We worked hard and we really played hard. We were a pretty tight group, especially the original guys. I'm sorry I can't remember all of their names. For some reason 34 years does something to your mind. I will list a few of these guys at the end.

I left Udorn in Sept of 66. I had spent 18 months in Thailand. Detachment D was still working out of those six vans and living in tents with no air. We had built a mess hall and a small EM club by this time. I was sent back to the world to Vint Hill Farms Station for a short stay and then on to the 601st RRD in Chu Lai. I understate Udorn grew into quite a large field station call the 7th RRFS. I wonder if those guys that came to Udorn later knows how it came about.

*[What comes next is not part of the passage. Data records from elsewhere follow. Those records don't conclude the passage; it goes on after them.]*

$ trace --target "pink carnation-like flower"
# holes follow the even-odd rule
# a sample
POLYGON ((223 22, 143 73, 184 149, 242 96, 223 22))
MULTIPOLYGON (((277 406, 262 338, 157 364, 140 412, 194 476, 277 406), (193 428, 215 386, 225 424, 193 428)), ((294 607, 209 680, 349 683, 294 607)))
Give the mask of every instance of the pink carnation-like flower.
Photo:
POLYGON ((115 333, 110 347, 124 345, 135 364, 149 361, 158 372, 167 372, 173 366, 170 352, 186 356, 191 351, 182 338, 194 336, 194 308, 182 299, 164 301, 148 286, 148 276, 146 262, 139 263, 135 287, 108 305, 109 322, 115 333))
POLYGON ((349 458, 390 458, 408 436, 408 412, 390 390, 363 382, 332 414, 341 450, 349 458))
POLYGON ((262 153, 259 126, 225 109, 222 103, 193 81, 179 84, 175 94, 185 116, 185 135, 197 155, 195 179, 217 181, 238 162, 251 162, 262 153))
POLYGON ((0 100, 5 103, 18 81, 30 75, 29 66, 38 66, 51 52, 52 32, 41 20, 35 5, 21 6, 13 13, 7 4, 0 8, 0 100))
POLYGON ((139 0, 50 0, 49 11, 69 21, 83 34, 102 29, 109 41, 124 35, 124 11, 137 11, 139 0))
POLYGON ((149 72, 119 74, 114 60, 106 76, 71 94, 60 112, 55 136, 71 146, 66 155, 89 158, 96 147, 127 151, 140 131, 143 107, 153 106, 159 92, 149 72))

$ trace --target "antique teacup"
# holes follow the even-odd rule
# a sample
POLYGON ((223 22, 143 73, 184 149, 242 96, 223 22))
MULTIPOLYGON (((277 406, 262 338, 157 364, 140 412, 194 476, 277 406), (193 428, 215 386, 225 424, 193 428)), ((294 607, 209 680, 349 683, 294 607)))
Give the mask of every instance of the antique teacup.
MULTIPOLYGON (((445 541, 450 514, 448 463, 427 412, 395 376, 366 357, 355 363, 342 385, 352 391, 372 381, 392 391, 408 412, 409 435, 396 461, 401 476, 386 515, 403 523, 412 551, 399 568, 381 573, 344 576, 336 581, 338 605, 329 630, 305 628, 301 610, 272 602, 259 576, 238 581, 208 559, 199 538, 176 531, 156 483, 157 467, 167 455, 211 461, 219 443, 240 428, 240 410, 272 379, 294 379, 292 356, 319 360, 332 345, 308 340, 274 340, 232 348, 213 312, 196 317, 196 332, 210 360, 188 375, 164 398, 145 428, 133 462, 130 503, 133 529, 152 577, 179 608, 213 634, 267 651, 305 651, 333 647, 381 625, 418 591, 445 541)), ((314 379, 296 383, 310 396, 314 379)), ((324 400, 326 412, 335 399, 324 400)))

I would really like to hear from any of the guys that were with me in those good and bad times in Udorn during those 18 months. I know I have forgotten plenty, but I hope this brings back some of the fond memories we have and shared.

Ronnie Ransom  265v8@msn.com
1543 Patten Dr.
Gainesville, Ga. 30501

The following are a few names I do remember of the some of the very first
guys. I hope some of you recognize or remember them. Some are only last
names. If anyone can fill in the first name please let me know.

Thanks

Ray Loftin, Garvin Smith, Joe Thorton, Louis E Jones, Allen Thomas, Paul Kruppa
Don Collins, Bill Croom, Bill Wightman, Pat Carter
Last names: Brandt, Dahl, McAlister, Marshall, Paggett, Hayes, Webb, Campbell, St. George, Lambert, Hill and Utsey

As a side note, I don't think DF started until after I left, in Sept 66.